Было уже время ужина. Спорт — хорошее дело, но злоупотреблять им нельзя. Все тело мое размякло, я испытывал вялость во всех членах. Мало того, ведь сейчас лишь начало осени, и моя меховая шуба, прогревшаяся во время упражнений и вдоволь напитавшаяся лучами закатного солнца, немилосердно горела. Пот, который выделяется из пор, не стекает, а застывает, как сало, у корней волос. Спина чешется. Кстати, всегда легко отличить, когда тело чешется от пота и когда оттого, что по нему ползают блохи. Если я в состоянии дотянуться до того места, где чешется, ртом, то я могу вытаскать блох зубами. Знаю я также, как почесать место, до которого можно достать лапой. Но если зачешется самая середина спины, тут уж я сам ничего не смогу поделать. В таких случаях следует либо отыскать человека и как следует об него потереться, либо показать свое искусство тереться о шершавый ствол какой-нибудь сосны. Если нельзя прибегнуть ни к тому, ни к другому способу, тогда дело плохо — покоя себе не найдешь. Люди — существа глупые. Стоит только, ласково мурлыкая… Нет, ласковое мурлыкание — это тон, которым люди разговаривают со мной. Я должен был сказать не «ласково мурлыкая», а «ласково мяукая»… Итак, поскольку люди — существа глупые, то стоит мне только приблизиться, ласково мяукая, к их коленям, как они, сочтя это за проявление моей любви, тотчас же начинают чесать мне спину, а иногда даже гладить по голове. Но с недавних пор в моей шерсти завелись какие-то паразиты, которых называют блохами, поэтому теперь, когда я неосторожно приближаюсь к людям, меня сразу хватают — почему-то обязательно за шиворот — и выбрасывают за дверь. Я лишился благосклонности людей из-за этих насекомых, которых и глазом не увидишь. Вот некогда говорили: «Махнет рукой — и дождь польет, ладонь повернет — и тучи соберутся». Конечно, легко было творить такие штучки в прежние времена богачу, у которого были тысяча или даже две тысячи блох [118]
.Первая заповедь, действовавшая среди людей, гласит: «Люби ближнего до тех пор, пока это тебе выгодно». Поскольку отношение людей ко мне так внезапно переменилось, я не могу прибегать к их помощи, как бы у меня ни чесалась кожа. И мне ничего не остается, как пользоваться вторым способом — чесаться о корявый ствол сосны. Поэтому, чтобы немного почесаться, я снова сбежал с веранды. Но тут мне пришло в голову, что этот способ тоже не вполне себя оправдывает. Да это и понятно! Ведь на соснах есть смола. Свойство этой смолы приставать к предметам общеизвестно. Стоит шерсти прилипнуть к ней, и тогда хоть гром греми, хоть вся балтийская эскадра взорвись у Цусимы — оторваться от нее невозможно. Более того, если прилипнут пять волосков, смола сразу же притягивает еще десять; а где прилипнет десять, там и все тридцать. Я — кот с оригинальным вкусом, я во всем люблю ясность и простоту. Я ненавижу эту упрямую, липкую, неотвязную дрянь. Я не пожелаю ее и в том случае, если в придачу к ней дадут всю красоту Поднебесной [119]

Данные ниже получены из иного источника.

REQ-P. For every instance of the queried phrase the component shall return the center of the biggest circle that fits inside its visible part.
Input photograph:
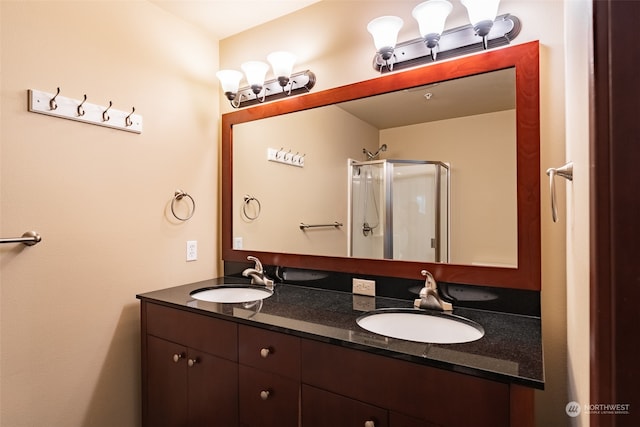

. Вот ведь подлая дрянь! Ничем не отличается от гадости, которая течет при северном ветре из глаз соседского кота Куро, а смеет портить мне мою пушистую серую шубку. Хоть тысячу раз скажи ей: «Думай, что делаешь!» Она и не подумает думать. Стоит мне прислониться к сосне, как смола тотчас же пристает к моей шерсти. С такой непроходимой дурой можно потерять не только честь, но и шерсть. Вот и приходится терпеть, как ни чешется. Но, лишенный возможности воспользоваться хотя бы одним из этих способов, я оказываюсь в совершенно беспомощном положении. Если я сейчас же чего-нибудь не придумаю, то наверняка заболею от нестерпимого зуда. Присев на задние лапы, я уныло размышлял над своим печальным положением и вдруг вспомнил.